LLM as Judge

PassAudited by VirusTotal on May 11, 2026.

Overview

Type: OpenClaw Skill Name: llm-as-judge Version: 1.2.0 The 'llm-as-judge' skill implements a standard cross-model verification pattern designed to improve output quality and catch errors in complex tasks like architecture design and security reviews. The files (SKILL.md and references/judge-prompts.md) contain legitimate workflow instructions and prompt templates for peer review without any evidence of data exfiltration, malicious execution, or prompt injection attacks.

Findings (0)

Artifact-based informational review of SKILL.md, metadata, install specs, static scan signals, and capability signals.
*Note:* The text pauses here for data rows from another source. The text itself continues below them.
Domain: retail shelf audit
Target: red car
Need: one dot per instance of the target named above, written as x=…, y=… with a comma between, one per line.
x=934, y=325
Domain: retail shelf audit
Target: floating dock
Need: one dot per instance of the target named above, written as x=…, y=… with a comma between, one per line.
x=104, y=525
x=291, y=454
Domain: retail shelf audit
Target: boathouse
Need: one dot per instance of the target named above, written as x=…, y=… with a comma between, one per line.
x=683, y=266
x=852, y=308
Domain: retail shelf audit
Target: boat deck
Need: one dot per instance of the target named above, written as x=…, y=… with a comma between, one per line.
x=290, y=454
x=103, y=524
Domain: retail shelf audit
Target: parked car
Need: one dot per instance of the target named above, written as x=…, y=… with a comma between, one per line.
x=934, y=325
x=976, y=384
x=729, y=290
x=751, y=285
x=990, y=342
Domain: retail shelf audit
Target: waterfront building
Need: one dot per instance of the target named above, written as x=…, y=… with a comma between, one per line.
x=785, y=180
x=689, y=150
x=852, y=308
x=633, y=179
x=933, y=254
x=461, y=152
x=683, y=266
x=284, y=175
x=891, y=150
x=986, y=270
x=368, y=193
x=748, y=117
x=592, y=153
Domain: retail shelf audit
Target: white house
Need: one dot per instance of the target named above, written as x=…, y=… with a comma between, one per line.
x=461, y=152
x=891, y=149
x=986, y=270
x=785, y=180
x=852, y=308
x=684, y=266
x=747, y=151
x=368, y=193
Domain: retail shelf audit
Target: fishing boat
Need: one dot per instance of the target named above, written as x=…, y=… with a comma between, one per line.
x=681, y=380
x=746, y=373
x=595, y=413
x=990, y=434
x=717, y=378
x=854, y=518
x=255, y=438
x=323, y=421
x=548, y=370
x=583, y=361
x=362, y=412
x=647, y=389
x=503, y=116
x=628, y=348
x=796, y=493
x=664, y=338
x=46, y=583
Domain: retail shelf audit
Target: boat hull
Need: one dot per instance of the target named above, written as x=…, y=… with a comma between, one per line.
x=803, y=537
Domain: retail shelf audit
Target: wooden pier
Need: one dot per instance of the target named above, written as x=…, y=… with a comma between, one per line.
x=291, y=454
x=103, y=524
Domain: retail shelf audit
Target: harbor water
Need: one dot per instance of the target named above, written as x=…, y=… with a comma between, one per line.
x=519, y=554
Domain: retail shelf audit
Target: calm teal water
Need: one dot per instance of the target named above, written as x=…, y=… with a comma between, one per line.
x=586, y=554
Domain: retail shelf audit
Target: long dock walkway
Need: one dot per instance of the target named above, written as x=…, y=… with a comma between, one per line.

ClawScan does not execute the skill or run runtime probes.

What this means

Plans, code, architecture details, or security/financial system context may be shared with another model provider during review.

Why it was flagged

The skill explicitly routes review content to a separate model/provider, which is central to its purpose but creates a data-sharing boundary users should understand.

Skill content
Use a different provider than the executor to avoid shared blind spots: ... Executor: Claude → Judge: `kimi` or `grok` or `gemini-pro`
Recommendation

Use this only where cross-provider review is acceptable, avoid including secrets or unnecessary proprietary details, and consider provider data-retention policies.

What this means

Users may treat the judge verdict as stronger assurance than it really is.

Why it was flagged

The skill presents precise effectiveness claims without supporting evidence in the artifacts, which could lead users to overestimate the assurance provided by the judge model.

Skill content
Cross-model review catches ~85% of issues vs ~60% for self-reflection.
Recommendation

Treat judge output as advisory and continue using normal testing, security review, and human judgment for high-stakes work.